Improving our knowledge on the hydro-chemo-mechanical behaviour of fault zones in the context of CO₂ geological storage

A possible risk of geomechanical nature related to deep injection of CO₂ is the shear reactivation of faults, hence potentially leading to the creation of new leakage pathways and eventually inducing earthquakes felt at the surface. Current practices to evaluate fault stability in the domain of CO₂ storage still remain limited regarding two issues: 1. Faults are complex and heterogeneous geological systems, which do not correspond to discrete surfaces as already postulated by many authors.
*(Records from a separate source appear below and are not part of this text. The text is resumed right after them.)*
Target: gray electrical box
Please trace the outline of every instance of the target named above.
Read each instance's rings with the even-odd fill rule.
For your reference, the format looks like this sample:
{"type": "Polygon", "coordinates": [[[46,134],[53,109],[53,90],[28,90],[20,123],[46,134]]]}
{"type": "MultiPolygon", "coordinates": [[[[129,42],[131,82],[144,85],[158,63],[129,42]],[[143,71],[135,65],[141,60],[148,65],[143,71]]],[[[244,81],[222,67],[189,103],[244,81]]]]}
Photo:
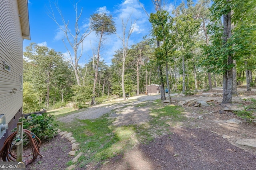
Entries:
{"type": "Polygon", "coordinates": [[[4,136],[4,134],[8,129],[8,125],[6,124],[5,116],[0,115],[0,139],[4,136]]]}

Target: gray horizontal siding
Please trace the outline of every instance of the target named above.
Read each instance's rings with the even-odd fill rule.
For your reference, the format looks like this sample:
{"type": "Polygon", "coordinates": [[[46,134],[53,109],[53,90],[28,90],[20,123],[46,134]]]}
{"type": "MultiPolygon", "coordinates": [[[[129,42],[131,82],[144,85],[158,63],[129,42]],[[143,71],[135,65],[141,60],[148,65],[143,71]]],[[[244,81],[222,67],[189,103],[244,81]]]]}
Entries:
{"type": "Polygon", "coordinates": [[[22,105],[20,75],[22,73],[22,38],[17,0],[0,2],[0,114],[10,122],[22,105]],[[11,67],[4,69],[4,62],[11,67]],[[18,91],[11,94],[13,88],[18,91]]]}

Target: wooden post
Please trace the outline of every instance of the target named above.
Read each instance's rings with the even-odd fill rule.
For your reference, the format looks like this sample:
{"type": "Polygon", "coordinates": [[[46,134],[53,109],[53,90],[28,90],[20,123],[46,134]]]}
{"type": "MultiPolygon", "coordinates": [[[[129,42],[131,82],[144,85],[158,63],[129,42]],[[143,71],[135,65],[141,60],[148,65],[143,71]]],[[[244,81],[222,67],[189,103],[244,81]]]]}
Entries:
{"type": "MultiPolygon", "coordinates": [[[[17,134],[22,140],[23,140],[23,122],[18,122],[17,123],[17,134]]],[[[17,145],[17,162],[22,161],[23,143],[22,142],[17,145]]]]}

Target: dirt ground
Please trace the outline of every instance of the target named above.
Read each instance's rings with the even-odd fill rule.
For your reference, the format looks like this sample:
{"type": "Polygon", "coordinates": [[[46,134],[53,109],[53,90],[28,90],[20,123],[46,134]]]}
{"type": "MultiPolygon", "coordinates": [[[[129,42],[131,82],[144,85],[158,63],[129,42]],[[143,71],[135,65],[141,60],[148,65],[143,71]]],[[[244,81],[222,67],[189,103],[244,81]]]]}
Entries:
{"type": "MultiPolygon", "coordinates": [[[[232,98],[234,103],[246,104],[250,102],[242,99],[256,97],[255,91],[248,92],[243,88],[238,90],[240,95],[232,98]]],[[[87,169],[255,169],[256,152],[240,149],[236,147],[234,143],[240,139],[256,139],[256,125],[245,121],[238,125],[226,123],[226,121],[228,119],[239,119],[232,113],[219,113],[222,92],[222,90],[218,88],[211,92],[200,92],[192,96],[172,96],[174,104],[177,104],[180,100],[191,98],[213,101],[209,103],[210,107],[182,106],[188,120],[175,127],[170,127],[170,129],[172,132],[171,135],[156,138],[147,145],[138,144],[124,155],[119,155],[107,160],[110,162],[105,165],[101,165],[102,163],[99,162],[94,166],[88,166],[87,169]],[[198,119],[199,115],[203,115],[203,119],[198,119]],[[224,139],[222,136],[224,135],[230,138],[224,139]]],[[[138,100],[133,102],[139,103],[150,99],[150,97],[137,98],[138,100]]],[[[153,99],[151,100],[159,97],[159,96],[154,96],[152,98],[153,99]]],[[[128,104],[132,105],[133,103],[128,103],[128,104]]],[[[124,104],[102,105],[90,109],[98,109],[100,110],[98,111],[103,111],[113,108],[118,111],[118,109],[124,104]],[[108,109],[106,109],[106,107],[108,107],[108,109]]],[[[90,109],[86,111],[90,114],[90,109]]],[[[110,116],[116,118],[114,122],[116,126],[131,123],[140,124],[148,121],[150,118],[148,112],[147,108],[130,106],[125,111],[120,109],[117,113],[110,114],[110,116]]],[[[104,112],[101,113],[100,115],[102,115],[104,112]]],[[[68,118],[72,119],[72,116],[77,117],[79,114],[70,115],[72,116],[69,115],[68,118]]],[[[59,120],[65,121],[66,118],[59,120]]],[[[83,119],[86,118],[86,116],[83,117],[83,119]]],[[[61,167],[58,165],[65,165],[65,163],[72,158],[67,155],[67,150],[71,150],[69,148],[71,148],[71,144],[66,139],[57,136],[50,142],[43,145],[40,153],[44,157],[37,159],[29,165],[28,169],[64,169],[66,166],[61,167]],[[50,147],[53,145],[54,147],[50,147]]]]}

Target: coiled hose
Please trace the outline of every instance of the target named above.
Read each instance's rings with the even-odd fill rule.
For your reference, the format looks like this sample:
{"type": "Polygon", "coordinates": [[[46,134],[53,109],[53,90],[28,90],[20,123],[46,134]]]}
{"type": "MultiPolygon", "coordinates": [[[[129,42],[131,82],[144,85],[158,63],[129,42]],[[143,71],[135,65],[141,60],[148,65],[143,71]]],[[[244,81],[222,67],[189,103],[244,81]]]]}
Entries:
{"type": "MultiPolygon", "coordinates": [[[[23,133],[28,137],[32,149],[32,154],[22,156],[22,157],[26,157],[33,155],[32,158],[25,160],[26,164],[28,164],[33,162],[38,155],[41,157],[43,157],[39,153],[39,148],[42,143],[39,138],[36,136],[33,135],[34,133],[28,129],[23,129],[23,133]]],[[[4,146],[0,151],[0,158],[2,158],[3,161],[16,161],[17,155],[12,152],[12,143],[16,135],[17,131],[13,132],[4,141],[4,146]]]]}

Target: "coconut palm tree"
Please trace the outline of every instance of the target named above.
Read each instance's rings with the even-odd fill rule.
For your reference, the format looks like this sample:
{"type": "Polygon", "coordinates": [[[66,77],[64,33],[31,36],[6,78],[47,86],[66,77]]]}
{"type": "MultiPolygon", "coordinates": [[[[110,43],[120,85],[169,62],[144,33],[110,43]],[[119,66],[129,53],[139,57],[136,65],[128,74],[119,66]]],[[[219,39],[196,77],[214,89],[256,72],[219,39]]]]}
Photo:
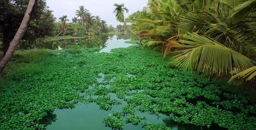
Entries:
{"type": "Polygon", "coordinates": [[[101,18],[99,17],[99,16],[96,16],[95,17],[94,22],[95,25],[100,26],[101,24],[101,21],[102,20],[101,20],[101,18]]]}
{"type": "Polygon", "coordinates": [[[162,45],[164,55],[173,53],[172,63],[180,68],[233,76],[230,81],[240,84],[256,75],[256,4],[154,0],[151,18],[138,20],[136,26],[140,34],[155,40],[148,45],[162,45]]]}
{"type": "Polygon", "coordinates": [[[76,23],[77,23],[77,18],[74,17],[73,18],[72,18],[72,22],[74,23],[75,23],[76,24],[76,23]]]}
{"type": "Polygon", "coordinates": [[[88,27],[89,28],[89,26],[92,26],[93,25],[94,16],[92,16],[92,14],[89,12],[86,13],[86,19],[85,19],[84,20],[88,25],[88,27]]]}
{"type": "Polygon", "coordinates": [[[78,17],[80,17],[82,20],[82,26],[84,24],[84,20],[87,17],[87,14],[89,11],[85,8],[83,6],[79,6],[79,10],[75,11],[75,15],[78,17]]]}
{"type": "Polygon", "coordinates": [[[2,73],[8,62],[13,55],[17,47],[19,45],[21,39],[26,30],[29,22],[33,14],[33,10],[37,4],[37,0],[30,0],[23,20],[20,24],[20,28],[16,32],[14,38],[12,41],[10,46],[3,59],[0,62],[0,73],[2,73]]]}
{"type": "Polygon", "coordinates": [[[105,20],[102,20],[100,23],[100,26],[102,29],[105,29],[108,27],[107,22],[105,20]]]}
{"type": "MultiPolygon", "coordinates": [[[[133,32],[132,30],[131,30],[131,29],[126,24],[125,20],[125,12],[126,12],[126,13],[128,13],[129,12],[129,10],[125,6],[125,4],[123,3],[122,3],[121,4],[118,4],[115,3],[114,4],[114,6],[115,6],[115,9],[113,11],[113,13],[115,14],[116,20],[118,22],[124,23],[124,24],[127,26],[131,31],[131,32],[133,32]]],[[[135,33],[135,35],[141,40],[141,39],[135,33]]]]}
{"type": "Polygon", "coordinates": [[[62,33],[62,36],[64,36],[66,34],[67,32],[67,25],[66,22],[69,21],[69,19],[67,19],[68,16],[66,15],[63,15],[62,17],[60,17],[59,20],[59,22],[61,23],[60,25],[60,32],[57,36],[59,36],[60,33],[62,33]]]}

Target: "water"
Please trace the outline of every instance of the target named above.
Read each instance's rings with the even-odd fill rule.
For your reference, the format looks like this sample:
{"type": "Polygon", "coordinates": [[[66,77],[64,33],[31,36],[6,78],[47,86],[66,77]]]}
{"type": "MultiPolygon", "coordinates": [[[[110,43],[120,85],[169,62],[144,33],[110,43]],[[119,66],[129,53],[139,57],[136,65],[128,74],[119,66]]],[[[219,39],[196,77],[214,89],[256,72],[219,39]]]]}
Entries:
{"type": "Polygon", "coordinates": [[[133,38],[133,37],[131,35],[125,34],[104,35],[83,39],[50,41],[37,45],[35,49],[62,50],[98,48],[100,49],[100,52],[110,52],[113,49],[126,48],[133,46],[131,44],[125,43],[131,38],[133,38]]]}
{"type": "MultiPolygon", "coordinates": [[[[125,48],[133,46],[132,44],[125,43],[125,42],[129,40],[130,36],[125,35],[106,35],[98,37],[89,37],[83,39],[74,39],[63,40],[60,41],[54,41],[53,46],[49,49],[81,49],[91,48],[97,48],[100,49],[100,52],[110,52],[112,49],[117,48],[125,48]],[[55,43],[59,43],[56,44],[55,43]],[[56,46],[57,45],[57,46],[56,46]]],[[[104,80],[105,75],[102,73],[98,74],[98,77],[95,78],[95,80],[100,84],[104,80]]],[[[126,76],[132,77],[133,75],[127,73],[126,76]]],[[[114,77],[109,81],[113,81],[115,79],[114,77]]],[[[89,89],[93,89],[95,84],[89,86],[89,89]]],[[[102,85],[102,87],[109,88],[109,84],[102,85]]],[[[131,92],[142,91],[144,90],[133,91],[131,92]]],[[[85,94],[86,92],[84,93],[85,94]]],[[[109,93],[108,95],[111,100],[118,99],[114,93],[109,93]]],[[[93,98],[97,98],[97,96],[93,96],[93,98]]],[[[100,109],[100,107],[96,103],[92,103],[85,104],[79,103],[75,105],[74,109],[56,109],[52,114],[56,117],[56,120],[53,120],[51,124],[47,126],[47,130],[111,130],[112,129],[105,126],[103,122],[104,117],[109,116],[112,113],[113,110],[122,111],[122,107],[127,105],[126,102],[122,101],[122,104],[118,105],[113,105],[112,109],[106,111],[100,109]]],[[[198,130],[198,128],[191,125],[184,125],[174,122],[169,120],[168,117],[161,114],[161,117],[158,118],[154,114],[150,114],[148,112],[141,113],[136,110],[135,115],[145,116],[146,119],[141,120],[138,125],[134,126],[131,124],[126,124],[124,123],[125,130],[141,130],[141,124],[143,123],[161,123],[166,125],[174,130],[198,130]],[[191,129],[193,128],[193,129],[191,129]]],[[[124,117],[123,117],[124,118],[124,117]]],[[[124,119],[124,118],[123,118],[124,119]]],[[[49,124],[50,124],[49,123],[49,124]]]]}

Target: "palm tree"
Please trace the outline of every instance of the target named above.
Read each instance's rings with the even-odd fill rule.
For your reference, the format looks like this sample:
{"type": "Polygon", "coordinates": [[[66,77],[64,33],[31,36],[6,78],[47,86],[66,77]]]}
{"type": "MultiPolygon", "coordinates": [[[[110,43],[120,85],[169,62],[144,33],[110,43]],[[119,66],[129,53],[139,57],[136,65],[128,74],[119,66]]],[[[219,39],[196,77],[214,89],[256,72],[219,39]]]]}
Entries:
{"type": "MultiPolygon", "coordinates": [[[[125,4],[123,3],[122,3],[121,4],[118,4],[115,3],[114,4],[114,6],[115,8],[113,11],[113,13],[115,14],[115,17],[117,20],[118,22],[123,23],[131,31],[131,32],[133,32],[132,30],[131,30],[131,29],[126,24],[125,20],[125,12],[126,12],[126,13],[129,13],[129,10],[125,6],[125,4]]],[[[135,35],[141,40],[141,39],[136,34],[135,34],[135,35]]]]}
{"type": "Polygon", "coordinates": [[[86,15],[88,11],[89,10],[85,9],[83,6],[79,6],[79,10],[75,11],[75,15],[77,16],[78,17],[80,17],[82,20],[82,26],[83,26],[84,19],[86,18],[86,15]]]}
{"type": "Polygon", "coordinates": [[[117,29],[117,32],[120,32],[120,29],[122,28],[122,26],[121,25],[118,25],[116,26],[116,28],[117,29]]]}
{"type": "Polygon", "coordinates": [[[107,22],[105,20],[102,20],[100,25],[101,28],[102,29],[105,29],[107,27],[108,27],[108,24],[107,24],[107,22]]]}
{"type": "Polygon", "coordinates": [[[239,84],[256,75],[256,4],[154,0],[151,18],[137,20],[136,28],[154,40],[147,45],[164,46],[164,56],[174,53],[172,63],[180,68],[233,76],[230,81],[239,84]]]}
{"type": "Polygon", "coordinates": [[[74,18],[72,18],[72,22],[73,23],[75,23],[76,24],[76,23],[77,23],[77,18],[74,17],[74,18]]]}
{"type": "Polygon", "coordinates": [[[94,19],[94,16],[92,16],[92,14],[91,13],[86,13],[86,19],[85,20],[85,22],[86,23],[87,23],[88,25],[88,28],[89,28],[89,26],[92,26],[93,25],[93,20],[94,19]]]}
{"type": "Polygon", "coordinates": [[[62,33],[62,36],[65,35],[67,32],[67,21],[69,21],[69,19],[67,19],[68,16],[66,15],[63,15],[62,17],[60,17],[59,20],[60,20],[59,22],[61,23],[60,25],[60,32],[57,36],[59,36],[60,33],[62,33]]]}
{"type": "Polygon", "coordinates": [[[99,16],[96,16],[95,17],[95,19],[94,22],[95,22],[95,25],[97,25],[98,26],[100,26],[101,24],[101,21],[102,21],[102,20],[101,20],[101,18],[99,17],[99,16]]]}
{"type": "Polygon", "coordinates": [[[24,16],[24,17],[20,24],[20,28],[16,32],[14,38],[10,44],[10,46],[3,59],[0,62],[0,73],[2,73],[8,62],[13,55],[15,50],[19,45],[21,39],[26,30],[29,22],[31,18],[34,8],[37,4],[38,0],[30,0],[24,16]]]}

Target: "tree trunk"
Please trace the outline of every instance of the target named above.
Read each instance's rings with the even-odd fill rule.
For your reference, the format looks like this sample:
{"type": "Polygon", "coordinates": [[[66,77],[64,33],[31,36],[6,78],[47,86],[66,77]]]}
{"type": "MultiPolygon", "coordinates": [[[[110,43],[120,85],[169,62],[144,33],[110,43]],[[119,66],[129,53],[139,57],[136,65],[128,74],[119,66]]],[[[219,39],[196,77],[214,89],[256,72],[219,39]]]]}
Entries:
{"type": "Polygon", "coordinates": [[[142,45],[142,44],[141,43],[141,41],[142,39],[141,39],[141,38],[138,36],[138,35],[137,35],[137,34],[135,34],[135,33],[133,32],[133,31],[132,31],[132,30],[131,30],[131,29],[129,27],[129,26],[128,26],[128,25],[127,24],[126,24],[126,23],[125,23],[125,21],[124,21],[124,24],[126,26],[127,26],[127,27],[128,28],[128,29],[130,29],[130,30],[131,30],[131,32],[132,32],[133,34],[134,34],[134,35],[135,35],[135,36],[137,36],[138,39],[140,39],[140,42],[141,42],[141,45],[142,45]]]}
{"type": "Polygon", "coordinates": [[[84,25],[84,17],[82,16],[82,26],[83,26],[83,25],[84,25]]]}
{"type": "Polygon", "coordinates": [[[12,41],[8,50],[0,62],[0,73],[2,73],[13,55],[15,50],[20,43],[21,39],[27,29],[29,22],[32,16],[33,11],[37,4],[38,0],[30,0],[26,10],[20,24],[20,28],[16,32],[14,38],[12,41]]]}
{"type": "Polygon", "coordinates": [[[59,34],[57,35],[57,36],[56,36],[55,37],[57,37],[62,32],[60,31],[60,32],[59,32],[59,34]]]}
{"type": "Polygon", "coordinates": [[[7,52],[11,39],[10,39],[8,36],[3,35],[4,36],[3,37],[3,55],[4,55],[7,52]]]}

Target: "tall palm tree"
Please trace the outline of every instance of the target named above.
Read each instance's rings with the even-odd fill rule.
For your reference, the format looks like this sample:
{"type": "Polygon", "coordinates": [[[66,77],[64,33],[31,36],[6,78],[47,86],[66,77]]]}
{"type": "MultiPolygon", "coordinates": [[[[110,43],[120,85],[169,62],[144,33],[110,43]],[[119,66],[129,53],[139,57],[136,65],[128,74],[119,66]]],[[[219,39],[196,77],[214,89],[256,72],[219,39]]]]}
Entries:
{"type": "Polygon", "coordinates": [[[14,36],[14,38],[12,41],[6,55],[0,62],[0,73],[2,73],[7,63],[10,59],[19,44],[20,44],[21,39],[28,28],[29,22],[33,14],[33,11],[34,10],[34,8],[37,4],[37,2],[38,0],[30,0],[20,28],[19,28],[14,36]]]}
{"type": "Polygon", "coordinates": [[[61,23],[60,33],[62,33],[62,36],[65,35],[68,31],[66,22],[67,21],[69,21],[69,20],[67,19],[67,16],[64,15],[59,19],[60,20],[59,22],[61,23]]]}
{"type": "Polygon", "coordinates": [[[95,17],[95,25],[100,26],[101,24],[101,21],[102,20],[101,20],[101,18],[99,17],[99,16],[96,16],[95,17]]]}
{"type": "Polygon", "coordinates": [[[86,19],[85,20],[85,21],[87,23],[89,27],[89,26],[92,26],[93,25],[94,16],[92,16],[92,14],[89,12],[86,13],[86,19]]]}
{"type": "MultiPolygon", "coordinates": [[[[125,20],[125,12],[126,13],[129,13],[129,10],[125,6],[125,4],[123,3],[121,4],[118,4],[115,3],[114,4],[115,6],[115,9],[113,11],[113,13],[115,14],[115,17],[116,20],[120,22],[123,23],[124,24],[127,26],[129,29],[131,31],[131,32],[133,32],[133,31],[129,27],[129,26],[126,24],[125,20]]],[[[135,33],[135,35],[141,40],[141,39],[138,35],[135,33]]]]}
{"type": "Polygon", "coordinates": [[[74,17],[74,18],[72,18],[72,22],[73,23],[76,24],[76,23],[77,23],[77,17],[74,17]]]}
{"type": "Polygon", "coordinates": [[[149,4],[151,17],[138,20],[136,27],[155,40],[148,45],[164,46],[164,55],[172,51],[172,62],[179,68],[230,76],[230,81],[239,84],[256,76],[256,4],[154,0],[149,4]]]}
{"type": "Polygon", "coordinates": [[[107,22],[105,20],[102,20],[101,23],[101,28],[102,29],[105,29],[108,27],[108,24],[107,24],[107,22]]]}
{"type": "Polygon", "coordinates": [[[86,15],[89,10],[85,8],[84,6],[79,6],[79,10],[75,11],[75,15],[77,16],[78,17],[80,17],[82,20],[82,26],[83,26],[84,24],[84,20],[86,18],[86,15]]]}

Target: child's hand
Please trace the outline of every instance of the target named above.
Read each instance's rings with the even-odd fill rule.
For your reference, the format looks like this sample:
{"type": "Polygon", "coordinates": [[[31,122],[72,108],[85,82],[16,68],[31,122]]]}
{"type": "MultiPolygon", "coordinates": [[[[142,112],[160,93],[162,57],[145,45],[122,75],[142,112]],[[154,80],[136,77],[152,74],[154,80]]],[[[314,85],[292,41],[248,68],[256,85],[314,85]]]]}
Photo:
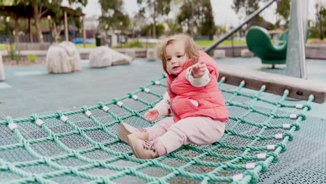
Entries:
{"type": "Polygon", "coordinates": [[[192,66],[192,76],[194,76],[194,78],[200,78],[203,77],[205,74],[206,68],[206,65],[203,61],[194,64],[192,66]]]}
{"type": "Polygon", "coordinates": [[[158,117],[158,112],[156,109],[151,109],[146,113],[145,113],[145,118],[147,121],[153,121],[158,117]]]}

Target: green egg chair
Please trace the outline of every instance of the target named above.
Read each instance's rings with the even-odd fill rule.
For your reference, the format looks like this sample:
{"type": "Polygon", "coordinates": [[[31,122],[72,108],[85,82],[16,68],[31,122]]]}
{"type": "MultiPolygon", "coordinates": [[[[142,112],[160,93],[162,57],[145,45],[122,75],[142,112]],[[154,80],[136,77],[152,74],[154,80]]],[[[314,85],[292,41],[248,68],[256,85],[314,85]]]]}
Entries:
{"type": "Polygon", "coordinates": [[[285,64],[288,45],[288,31],[279,38],[278,45],[273,45],[268,31],[263,27],[254,26],[246,33],[248,49],[261,59],[263,64],[285,64]]]}

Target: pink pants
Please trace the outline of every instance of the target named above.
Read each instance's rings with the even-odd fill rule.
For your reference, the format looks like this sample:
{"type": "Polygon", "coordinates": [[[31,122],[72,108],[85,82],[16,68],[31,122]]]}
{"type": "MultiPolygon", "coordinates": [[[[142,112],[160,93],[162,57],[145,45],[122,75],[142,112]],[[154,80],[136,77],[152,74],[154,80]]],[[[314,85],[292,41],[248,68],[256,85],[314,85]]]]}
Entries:
{"type": "Polygon", "coordinates": [[[174,122],[165,118],[146,129],[148,140],[153,141],[160,156],[169,153],[182,145],[205,145],[219,140],[225,123],[208,117],[189,117],[174,122]]]}

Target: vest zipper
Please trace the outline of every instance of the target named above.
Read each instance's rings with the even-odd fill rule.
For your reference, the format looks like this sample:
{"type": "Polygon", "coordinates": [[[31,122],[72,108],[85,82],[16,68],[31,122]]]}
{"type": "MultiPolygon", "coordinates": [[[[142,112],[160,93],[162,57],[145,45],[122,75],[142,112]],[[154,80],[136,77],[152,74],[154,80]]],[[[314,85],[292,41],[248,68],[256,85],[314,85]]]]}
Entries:
{"type": "Polygon", "coordinates": [[[174,109],[173,109],[173,107],[172,107],[172,102],[173,101],[173,99],[174,99],[174,98],[171,99],[171,101],[170,101],[170,109],[171,109],[171,111],[173,113],[173,114],[174,114],[175,116],[178,116],[178,118],[180,118],[179,115],[178,115],[178,114],[176,114],[176,112],[174,111],[174,109]]]}
{"type": "Polygon", "coordinates": [[[171,88],[171,84],[172,84],[172,82],[173,82],[173,81],[176,79],[174,78],[171,82],[171,83],[169,84],[169,90],[170,91],[170,93],[172,93],[173,95],[177,95],[177,94],[176,94],[173,91],[172,91],[172,89],[171,88]]]}

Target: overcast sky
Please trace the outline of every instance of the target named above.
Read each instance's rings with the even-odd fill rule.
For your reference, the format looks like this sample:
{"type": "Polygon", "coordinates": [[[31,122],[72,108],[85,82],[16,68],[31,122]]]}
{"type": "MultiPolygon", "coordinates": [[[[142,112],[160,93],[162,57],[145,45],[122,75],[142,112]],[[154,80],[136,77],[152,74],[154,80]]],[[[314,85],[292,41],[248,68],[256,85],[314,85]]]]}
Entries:
{"type": "MultiPolygon", "coordinates": [[[[109,0],[108,0],[109,1],[109,0]]],[[[211,0],[212,7],[214,12],[215,22],[216,24],[224,26],[226,27],[230,27],[231,26],[236,26],[240,24],[239,17],[232,10],[231,6],[233,4],[233,0],[211,0]]],[[[316,10],[314,10],[314,6],[316,2],[324,1],[325,0],[309,0],[309,18],[314,20],[314,15],[316,10]]],[[[135,13],[138,10],[138,5],[137,0],[124,0],[123,1],[123,8],[131,17],[132,17],[135,13]]],[[[262,3],[261,5],[264,3],[262,3]]],[[[267,8],[262,13],[263,17],[272,22],[275,23],[276,16],[274,14],[276,8],[276,3],[274,3],[271,6],[267,8]]],[[[100,6],[98,3],[98,0],[88,0],[88,5],[84,8],[84,13],[86,13],[86,17],[91,17],[93,15],[100,15],[100,6]]],[[[176,15],[173,15],[173,13],[169,15],[170,17],[175,17],[176,15]]]]}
Reservoir-scale faults in a priori low-deformed reservoirs targeted for CO₂ storage can present high complex architecture, which might influence the hydro-mechanical behaviour of the fault system; 2. Chemical interactions (dissolution and precipitation processes, chemically-induced weakening, etc.) between CO₂-enriched brine and the minerals constituting the fault zone can affect the mechanical stability and the transport properties of the faulted/fractured system. The research project FISIC (www.anrfisic. fr, funded by the French National research Agency) intends to overcome those limitations by accurately modelling the hydro-chemo-mechanical complexity of a fault zone. The main goal is to improve the stability analysis of a fault both undertaking pressure increase and alteration due to the presence of an acidic fluid. The progress of this research project is presented here.